Shades Süleyman

Bizde az sayıdaki meraklısı tarafından bilinen muhteşem İtalyan senfonik rock topluluğu Premiata Forneria Marconi’nin (P.F.M.) on yıllar sonra yeniden konser vereceğini öğrenince üşenmiyor, bilhassa bunun için atlıyor uçağa gidiyor. Bir daha ne zaman, nerede seyredecek? Üstelik konserin özel konuğu Van Der Graaf Generator’ün beyni Peter Hammill. 2003 Ağustosunda Londra’nın ikonik konser binası Astoria’dan içeri adımını atıyor; karanlık konser salonunun kapısından girer girmez sırtının dönük olduğu arkadaki bardan ince bir ses yükseliyor:

- Süleyman Abi ne içersin?

O da nesi! Dükkânın eski müdavimlerinden bir çocukcağız. Üniversiteyi bitirdikten sonra doğup büyüdüğü toprakları terk etmiş, şimdi yeni bir hayat uğruna bu konser salonunda barmenlik yapıyor.

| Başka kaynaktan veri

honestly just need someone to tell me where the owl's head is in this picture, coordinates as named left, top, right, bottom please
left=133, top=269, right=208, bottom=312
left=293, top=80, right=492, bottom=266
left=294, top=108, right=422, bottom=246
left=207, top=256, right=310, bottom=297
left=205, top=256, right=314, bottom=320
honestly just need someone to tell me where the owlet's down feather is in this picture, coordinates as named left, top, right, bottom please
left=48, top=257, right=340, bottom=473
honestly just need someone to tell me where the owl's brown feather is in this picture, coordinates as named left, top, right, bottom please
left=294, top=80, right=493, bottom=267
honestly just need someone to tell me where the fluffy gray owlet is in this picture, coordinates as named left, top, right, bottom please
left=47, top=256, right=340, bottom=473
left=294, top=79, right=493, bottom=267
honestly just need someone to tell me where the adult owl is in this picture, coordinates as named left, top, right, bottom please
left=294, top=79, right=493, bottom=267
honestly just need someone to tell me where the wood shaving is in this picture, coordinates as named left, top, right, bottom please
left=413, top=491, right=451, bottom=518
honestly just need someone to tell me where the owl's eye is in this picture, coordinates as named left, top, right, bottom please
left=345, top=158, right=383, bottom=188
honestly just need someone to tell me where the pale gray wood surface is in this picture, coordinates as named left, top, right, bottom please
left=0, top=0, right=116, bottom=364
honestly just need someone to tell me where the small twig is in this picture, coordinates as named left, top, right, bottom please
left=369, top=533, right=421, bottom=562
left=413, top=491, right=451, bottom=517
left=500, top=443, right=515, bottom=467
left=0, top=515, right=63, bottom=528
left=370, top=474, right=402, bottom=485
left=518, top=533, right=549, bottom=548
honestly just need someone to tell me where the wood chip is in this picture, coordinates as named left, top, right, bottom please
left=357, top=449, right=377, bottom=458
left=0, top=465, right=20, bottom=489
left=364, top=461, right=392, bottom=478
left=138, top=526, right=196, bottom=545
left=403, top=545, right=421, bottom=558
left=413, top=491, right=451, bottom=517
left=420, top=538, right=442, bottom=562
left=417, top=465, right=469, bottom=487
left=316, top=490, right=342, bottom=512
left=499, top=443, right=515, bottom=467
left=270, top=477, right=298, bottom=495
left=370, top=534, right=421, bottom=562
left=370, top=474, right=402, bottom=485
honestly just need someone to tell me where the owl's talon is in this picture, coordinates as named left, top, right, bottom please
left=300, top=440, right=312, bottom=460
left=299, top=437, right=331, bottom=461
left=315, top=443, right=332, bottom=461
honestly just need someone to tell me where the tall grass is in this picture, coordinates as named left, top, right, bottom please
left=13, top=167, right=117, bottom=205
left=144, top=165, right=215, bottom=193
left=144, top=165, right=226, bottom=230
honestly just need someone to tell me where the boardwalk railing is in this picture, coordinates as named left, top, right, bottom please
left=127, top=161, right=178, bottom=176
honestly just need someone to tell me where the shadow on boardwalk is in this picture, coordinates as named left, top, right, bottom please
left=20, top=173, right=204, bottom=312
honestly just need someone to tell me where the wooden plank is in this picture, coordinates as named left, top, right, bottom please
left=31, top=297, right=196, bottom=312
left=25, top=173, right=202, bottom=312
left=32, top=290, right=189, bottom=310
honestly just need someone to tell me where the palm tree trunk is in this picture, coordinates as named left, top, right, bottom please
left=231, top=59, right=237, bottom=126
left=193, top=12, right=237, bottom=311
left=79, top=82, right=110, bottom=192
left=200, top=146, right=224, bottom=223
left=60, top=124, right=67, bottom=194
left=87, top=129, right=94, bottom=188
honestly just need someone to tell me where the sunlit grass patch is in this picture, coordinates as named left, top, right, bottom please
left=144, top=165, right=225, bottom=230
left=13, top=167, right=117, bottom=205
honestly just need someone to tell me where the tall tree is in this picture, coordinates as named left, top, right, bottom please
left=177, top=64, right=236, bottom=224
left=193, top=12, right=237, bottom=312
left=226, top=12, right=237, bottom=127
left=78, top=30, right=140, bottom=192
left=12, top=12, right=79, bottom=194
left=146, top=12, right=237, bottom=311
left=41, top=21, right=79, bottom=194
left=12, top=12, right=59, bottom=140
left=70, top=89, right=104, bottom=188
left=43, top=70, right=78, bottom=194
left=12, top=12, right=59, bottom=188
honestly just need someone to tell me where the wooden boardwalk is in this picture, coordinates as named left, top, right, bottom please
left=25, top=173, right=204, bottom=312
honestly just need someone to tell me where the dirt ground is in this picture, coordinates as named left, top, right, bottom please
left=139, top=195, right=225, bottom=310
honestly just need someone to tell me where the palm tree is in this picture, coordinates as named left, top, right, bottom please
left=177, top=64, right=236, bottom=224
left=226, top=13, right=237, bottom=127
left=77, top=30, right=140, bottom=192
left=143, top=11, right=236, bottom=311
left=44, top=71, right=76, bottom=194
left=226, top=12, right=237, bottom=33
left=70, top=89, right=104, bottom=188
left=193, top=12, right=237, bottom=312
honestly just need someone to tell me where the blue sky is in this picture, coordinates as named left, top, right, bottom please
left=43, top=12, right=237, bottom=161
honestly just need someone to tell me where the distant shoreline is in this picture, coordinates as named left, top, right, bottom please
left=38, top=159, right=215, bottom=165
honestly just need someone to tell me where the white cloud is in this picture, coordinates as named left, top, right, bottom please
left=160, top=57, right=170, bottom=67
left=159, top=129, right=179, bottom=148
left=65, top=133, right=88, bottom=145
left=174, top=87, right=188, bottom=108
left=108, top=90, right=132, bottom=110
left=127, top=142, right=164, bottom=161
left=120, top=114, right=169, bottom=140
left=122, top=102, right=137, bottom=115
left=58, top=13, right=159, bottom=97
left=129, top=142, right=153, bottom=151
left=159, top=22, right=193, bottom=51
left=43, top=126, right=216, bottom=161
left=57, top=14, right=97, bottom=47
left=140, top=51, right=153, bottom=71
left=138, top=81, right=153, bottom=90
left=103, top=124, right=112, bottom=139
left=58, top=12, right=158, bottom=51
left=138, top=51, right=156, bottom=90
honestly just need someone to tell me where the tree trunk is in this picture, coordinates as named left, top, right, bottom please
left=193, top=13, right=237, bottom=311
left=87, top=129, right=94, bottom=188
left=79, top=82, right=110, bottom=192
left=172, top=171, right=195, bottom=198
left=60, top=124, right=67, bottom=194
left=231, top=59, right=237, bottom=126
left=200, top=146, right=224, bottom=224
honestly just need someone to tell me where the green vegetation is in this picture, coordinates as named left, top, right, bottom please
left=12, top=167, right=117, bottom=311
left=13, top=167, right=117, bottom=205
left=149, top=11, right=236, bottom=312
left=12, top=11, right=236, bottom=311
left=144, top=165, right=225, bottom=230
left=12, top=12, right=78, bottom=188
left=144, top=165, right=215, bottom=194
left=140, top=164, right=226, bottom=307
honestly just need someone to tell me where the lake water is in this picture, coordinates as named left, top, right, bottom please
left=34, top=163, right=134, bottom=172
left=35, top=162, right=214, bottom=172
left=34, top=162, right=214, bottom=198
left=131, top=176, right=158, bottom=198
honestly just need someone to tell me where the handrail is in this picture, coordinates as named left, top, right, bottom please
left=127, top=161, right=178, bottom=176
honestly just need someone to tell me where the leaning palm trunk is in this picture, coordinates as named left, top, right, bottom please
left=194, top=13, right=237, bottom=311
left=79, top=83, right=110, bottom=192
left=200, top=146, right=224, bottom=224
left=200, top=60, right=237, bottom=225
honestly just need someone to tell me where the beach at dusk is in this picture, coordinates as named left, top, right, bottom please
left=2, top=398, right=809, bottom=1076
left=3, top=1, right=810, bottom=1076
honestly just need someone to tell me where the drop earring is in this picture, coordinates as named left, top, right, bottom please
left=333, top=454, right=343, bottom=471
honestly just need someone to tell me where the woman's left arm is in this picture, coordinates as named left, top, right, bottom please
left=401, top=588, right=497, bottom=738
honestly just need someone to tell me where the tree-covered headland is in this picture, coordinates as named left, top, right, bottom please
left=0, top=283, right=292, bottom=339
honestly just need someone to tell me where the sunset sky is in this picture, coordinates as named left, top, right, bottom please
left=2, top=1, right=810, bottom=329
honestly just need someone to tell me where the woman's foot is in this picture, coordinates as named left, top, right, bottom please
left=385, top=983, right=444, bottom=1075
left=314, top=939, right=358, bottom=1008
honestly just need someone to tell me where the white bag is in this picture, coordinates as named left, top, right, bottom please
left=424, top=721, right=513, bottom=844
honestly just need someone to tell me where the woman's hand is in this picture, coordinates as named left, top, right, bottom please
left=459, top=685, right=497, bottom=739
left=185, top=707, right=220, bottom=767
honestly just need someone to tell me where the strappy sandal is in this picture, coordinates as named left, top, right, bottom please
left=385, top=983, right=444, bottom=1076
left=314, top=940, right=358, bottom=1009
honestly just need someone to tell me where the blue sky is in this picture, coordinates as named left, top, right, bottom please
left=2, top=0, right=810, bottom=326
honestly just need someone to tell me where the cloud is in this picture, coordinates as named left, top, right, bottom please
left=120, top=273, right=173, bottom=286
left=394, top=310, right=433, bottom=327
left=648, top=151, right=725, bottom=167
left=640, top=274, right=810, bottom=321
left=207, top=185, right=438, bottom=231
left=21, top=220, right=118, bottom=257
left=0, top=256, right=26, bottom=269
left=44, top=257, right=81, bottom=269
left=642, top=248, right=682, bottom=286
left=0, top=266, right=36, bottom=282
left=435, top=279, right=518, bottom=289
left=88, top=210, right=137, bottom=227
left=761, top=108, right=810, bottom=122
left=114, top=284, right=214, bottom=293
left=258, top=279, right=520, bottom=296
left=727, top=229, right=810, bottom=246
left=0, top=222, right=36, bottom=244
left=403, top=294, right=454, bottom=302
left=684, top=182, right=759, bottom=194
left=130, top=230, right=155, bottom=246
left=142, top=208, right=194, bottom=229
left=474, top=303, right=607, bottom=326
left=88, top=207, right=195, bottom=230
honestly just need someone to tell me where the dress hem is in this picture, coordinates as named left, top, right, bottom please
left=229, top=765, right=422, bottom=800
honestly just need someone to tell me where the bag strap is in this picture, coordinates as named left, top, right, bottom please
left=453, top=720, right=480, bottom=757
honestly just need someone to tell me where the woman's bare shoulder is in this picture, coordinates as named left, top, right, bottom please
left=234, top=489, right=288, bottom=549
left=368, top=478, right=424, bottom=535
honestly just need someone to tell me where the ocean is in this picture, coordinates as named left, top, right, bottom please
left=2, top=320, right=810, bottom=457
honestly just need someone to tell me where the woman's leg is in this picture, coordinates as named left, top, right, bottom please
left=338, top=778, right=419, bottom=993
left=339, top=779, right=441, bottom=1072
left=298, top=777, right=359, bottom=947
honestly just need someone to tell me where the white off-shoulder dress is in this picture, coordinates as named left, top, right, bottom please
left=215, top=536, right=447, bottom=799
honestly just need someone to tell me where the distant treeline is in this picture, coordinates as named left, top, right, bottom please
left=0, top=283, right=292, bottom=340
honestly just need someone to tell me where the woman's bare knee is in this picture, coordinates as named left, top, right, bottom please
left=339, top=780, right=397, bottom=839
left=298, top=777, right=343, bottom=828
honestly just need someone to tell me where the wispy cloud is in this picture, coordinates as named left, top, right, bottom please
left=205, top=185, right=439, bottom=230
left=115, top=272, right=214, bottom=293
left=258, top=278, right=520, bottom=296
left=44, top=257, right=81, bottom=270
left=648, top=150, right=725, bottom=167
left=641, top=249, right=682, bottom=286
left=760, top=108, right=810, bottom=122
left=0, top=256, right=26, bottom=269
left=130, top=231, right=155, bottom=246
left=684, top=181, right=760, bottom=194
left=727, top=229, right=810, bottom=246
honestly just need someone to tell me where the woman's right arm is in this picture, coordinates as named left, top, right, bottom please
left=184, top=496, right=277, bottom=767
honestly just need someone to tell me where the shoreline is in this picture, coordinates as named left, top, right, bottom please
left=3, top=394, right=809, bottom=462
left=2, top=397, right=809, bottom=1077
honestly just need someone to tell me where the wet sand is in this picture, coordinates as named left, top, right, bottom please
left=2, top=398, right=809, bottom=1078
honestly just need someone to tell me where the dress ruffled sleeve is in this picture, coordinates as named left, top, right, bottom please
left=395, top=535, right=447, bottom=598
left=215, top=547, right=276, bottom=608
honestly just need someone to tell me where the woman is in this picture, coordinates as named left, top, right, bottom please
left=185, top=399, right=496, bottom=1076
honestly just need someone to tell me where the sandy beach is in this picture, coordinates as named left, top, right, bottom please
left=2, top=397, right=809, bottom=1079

Öğrenciliği boyunca tüm albümlerini edindiği dükkânın sahibini, yaşadığı şehrin efsane plakçısını şimdi burada yeniden görmek, anıları tazelemek, ağırlamak ne büyük bir tesadüf ve mutluluk.

***

Ankara’da müziği bir yaşam tarzı olarak benimseyen birkaç kuşağı bir mabet olarak ağırlayan, Tunalı Hilmi Caddesinde, Tunalı Pasajının alt katındaki Shades’in sahibi Süleyman (Özyıldırım) bir geleneğin bu şehirdeki son temsilcisi; hayalperest, sosyo-kültürel fenomen, sevdiği işi tutkuyla yapan maceracı bir adam.

Süleyman öncelikle müzik adamı, sonra dükkâncı. Plağın maddi değeriyle maneviyatı arasında hassas dengeler kuran bir figür olarak işinde tek adam; güneşsiz bir merdiven altında geçen 30 küsur yıllık iş hayatında yanında hiç çalışanı olmamış.

Farklı şehirlerde kısmen ona benzeyen dükkânlar vardı. İstanbul’da belki biraz Zihni, biraz da Lale Plak; geçmişten azıcık Pepo, azıcık da Piccatura, Bursa’dan ise CD Bank. Ancak Süleyman’ın Shades’i hepsinin aritmetik toplamından biraz daha fantastik.  

Ne istediğini bilen insanlardan oluşan, bilinçli bir müşteriye sahip burası, ama bunu biraz da Süleyman’ın kendisi yaratmış. Kim bilir, belki de bu şehirden iyi müzisyen ve dinleyici çıkmasının ikinci nedeni Süleyman.

Dükkânın kapısından az ilerdeki çaycıya doğru seğirtirken içerdekilere bakarak en sık başvurduğu replik ise barda arkasından seslenen çocuğun söylediğine çok benziyor:

- Beyler, ne içersiniz?

Ankara’dan iyi müzisyen ve dinleyici çıkmasının ilk nedeni altmışlı yetmişli yılların nüfus yapısı olarak görülebilir. Yetmişlerin efsane mekânları Apple ve Galaxy döneminde 10.000’e yakın Amerikalı barındırıyordu bu şehir. Ve bu insanlar seksenlerde şehri terk ederken arkalarında ciddi bir plak arşivi bırakmışlardı. Aslında bu kalabalığın taşıdığı kültürün etkileri sonraki yıllarda daha fazla açığa çıkacaktı; özellikle gece hayatında ve müzik camiasında…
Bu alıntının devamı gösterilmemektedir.